FINALMENTE LIBERI!!!

ovvero: LA LEGGE E' UGUALE PER TUTTI
quelli che non si chiamano Berlusconi, Previti ecc. ecc.

Non vi preoccupate, non siamo impazziti; anche perchè non ci riferiamo a noi, e tantomeno agli sfruttati di qualsiasi mondo.
Ci riferiamo alla magistratura, o perlomeno ad una sua parte, più o meno consistente, che, FINALMENTE LIBERATA dall'obbligo di dover perseguire anche evasori, tangentisti, e chi più ne ha più ne metta, grazie alle recenti decisioni governative sulla "giustizia", può dedicare finalmente tutto il suo tempo a perseguire coloro che sono fuori dal coro.
Si è cominciato con la persecuzione dei profughi, e, badate bene diciamo profughi e non migranti, di cui è cominciata l'espulsione silenziosa, si è proseguito con la caccia all'arabo, scatenata dietro ordine yankee dopo le twin flowers, adesso si comincia la persecuzione dei non omologati.
La microspia nell'auto del compagno Francesco Cirillo mostra il clima che si respira in questo periodo.
Per diversi motivi:
1)Nonostante il comunicato emesso da alcune organizzazioni ambientaliste, nessuno dei garantisti degli ultimi anni ha protestato (ricordate la cagnara per quella specie di pulcetta che Berlusconi si era nascosto nell'ufficio?)
2)Il fatto che la microspia sia stata trovata nell'auto e non, per esempio, in casa è doppiamente inquietante: sembra più un avvertimento che una vera e propria intercettazione. Anche perchè lo sanno pure loro che da intercettare non c'era nulla, visto che le cose che deve dire Francesco le dice apertamente nelle piazze e nei documenti che manda su internet.
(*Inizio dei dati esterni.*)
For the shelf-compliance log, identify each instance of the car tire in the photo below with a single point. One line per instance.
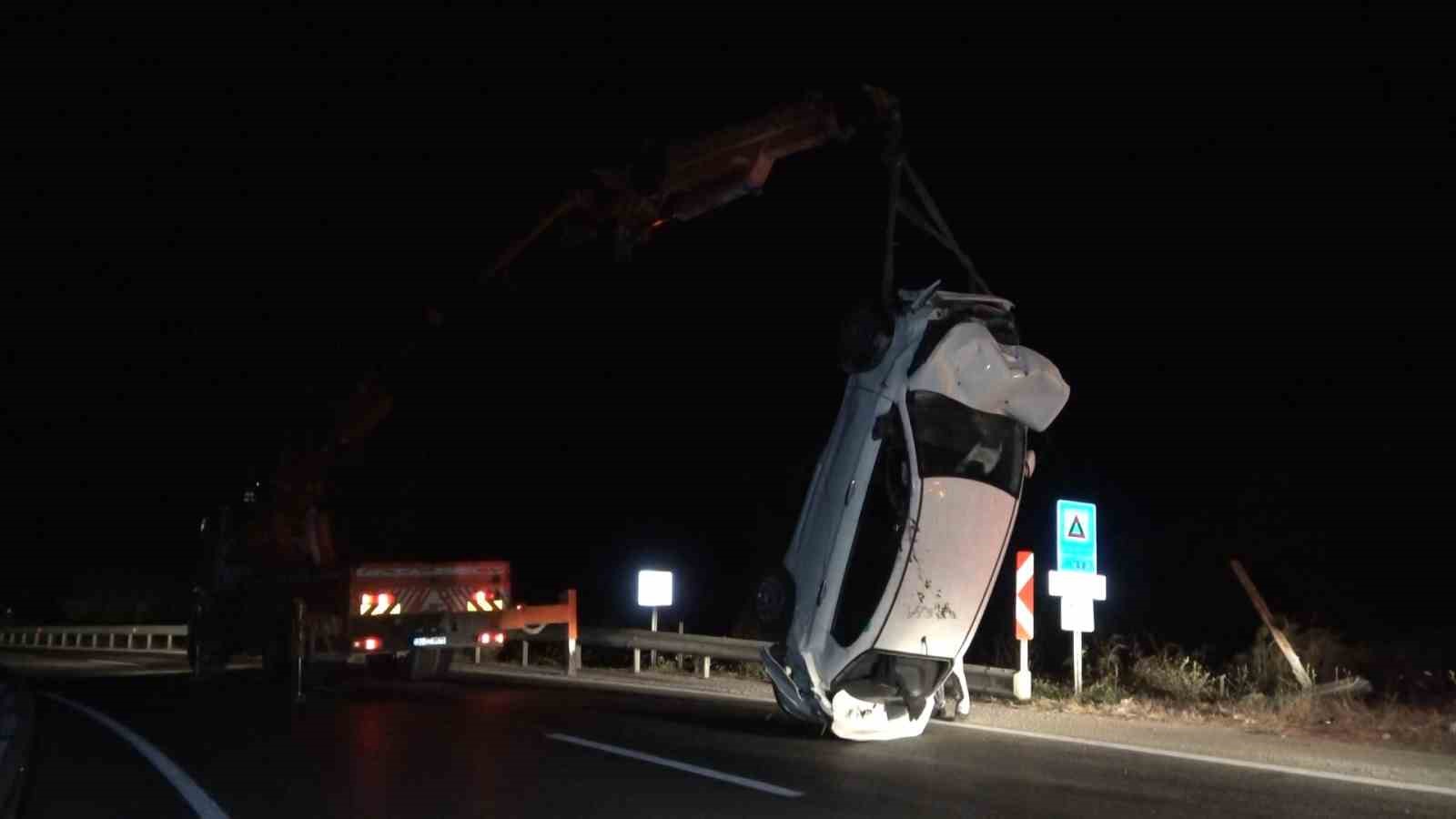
(774, 602)
(864, 339)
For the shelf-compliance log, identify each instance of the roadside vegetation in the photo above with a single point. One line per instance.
(1257, 690)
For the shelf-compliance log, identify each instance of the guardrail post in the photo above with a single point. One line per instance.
(572, 643)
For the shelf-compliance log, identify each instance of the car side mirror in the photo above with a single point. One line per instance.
(881, 428)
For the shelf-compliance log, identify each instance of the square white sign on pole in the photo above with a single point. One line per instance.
(654, 588)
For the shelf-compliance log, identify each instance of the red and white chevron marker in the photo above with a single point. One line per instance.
(1026, 622)
(1026, 596)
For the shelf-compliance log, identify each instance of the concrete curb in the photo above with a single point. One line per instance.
(16, 734)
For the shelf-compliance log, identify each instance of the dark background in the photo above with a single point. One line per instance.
(1228, 232)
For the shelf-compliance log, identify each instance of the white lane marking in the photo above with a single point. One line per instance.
(1270, 767)
(194, 794)
(677, 765)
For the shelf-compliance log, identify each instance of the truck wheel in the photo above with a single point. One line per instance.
(426, 663)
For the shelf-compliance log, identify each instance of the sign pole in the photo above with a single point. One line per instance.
(654, 629)
(1026, 622)
(1075, 579)
(1077, 662)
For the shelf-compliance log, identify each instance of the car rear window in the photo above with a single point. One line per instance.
(954, 440)
(910, 676)
(877, 537)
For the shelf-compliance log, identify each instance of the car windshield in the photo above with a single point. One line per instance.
(954, 440)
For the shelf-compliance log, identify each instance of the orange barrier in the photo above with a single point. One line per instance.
(562, 612)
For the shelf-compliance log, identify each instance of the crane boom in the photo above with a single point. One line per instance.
(686, 179)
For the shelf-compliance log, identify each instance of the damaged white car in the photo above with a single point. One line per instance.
(907, 516)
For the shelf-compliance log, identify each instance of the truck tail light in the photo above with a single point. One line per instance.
(385, 599)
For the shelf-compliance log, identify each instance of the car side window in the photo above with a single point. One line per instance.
(878, 532)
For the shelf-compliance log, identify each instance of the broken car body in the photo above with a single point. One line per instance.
(907, 516)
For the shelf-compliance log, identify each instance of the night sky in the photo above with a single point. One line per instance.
(1234, 251)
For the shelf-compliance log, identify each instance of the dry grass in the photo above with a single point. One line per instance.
(1256, 691)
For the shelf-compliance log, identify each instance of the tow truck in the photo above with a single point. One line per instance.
(885, 351)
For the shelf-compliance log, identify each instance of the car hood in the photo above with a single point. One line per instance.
(956, 554)
(970, 366)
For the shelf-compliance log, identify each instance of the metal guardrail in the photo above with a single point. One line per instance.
(674, 643)
(160, 639)
(703, 649)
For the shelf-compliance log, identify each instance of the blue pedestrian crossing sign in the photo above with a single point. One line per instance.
(1077, 537)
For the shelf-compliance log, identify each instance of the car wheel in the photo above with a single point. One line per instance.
(774, 601)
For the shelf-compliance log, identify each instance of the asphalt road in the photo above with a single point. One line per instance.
(516, 748)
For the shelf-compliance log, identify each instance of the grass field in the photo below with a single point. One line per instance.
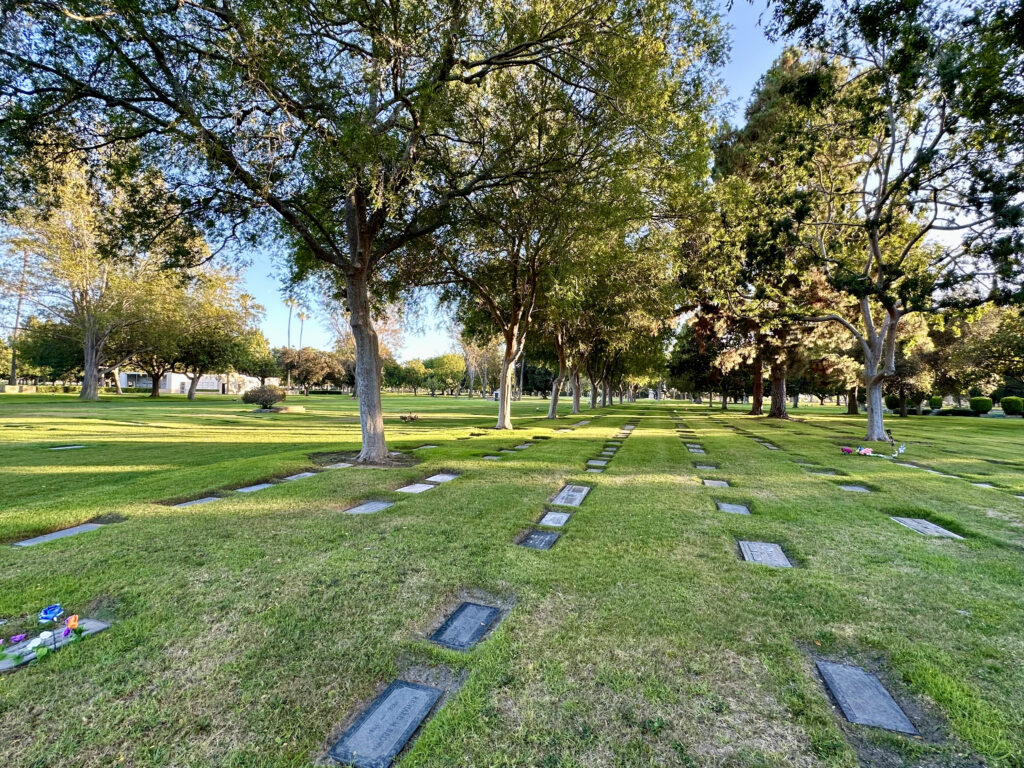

Invece è chiaro che si tratta più che altro di intimidazione visto che Francesco nella sua attività politica tocca interessi grossi, come le discariche abusive di rifiuti tossici e/o altamente inquinanti, le centrali di smaltimento delle scorie nucleari, lo scandalo del ponte sullo stretto e così via.
Se di indagine giudiziaria si tratta, sarebbe il caso che questo zelante magistrato si occupasse non di chi denuncia le speculazioni ambientali, ma di chi queste speculazioni mette in essere. Ne guadagnerebbe l'immagine delle istituzioni, già così tanto chiacchierate per loro stessa colpa. Se invece di intimidazione si tratta, hanno sbagliato indirizzo. Alle intimidazioni siamo tutti abituati, il compagno Francesco per primo, e non avranno risultato, anche perchè forse saremo in pochi per fare la rivoluzione, ma sicuramente siamo in troppi per poter essere fermati in questo modo.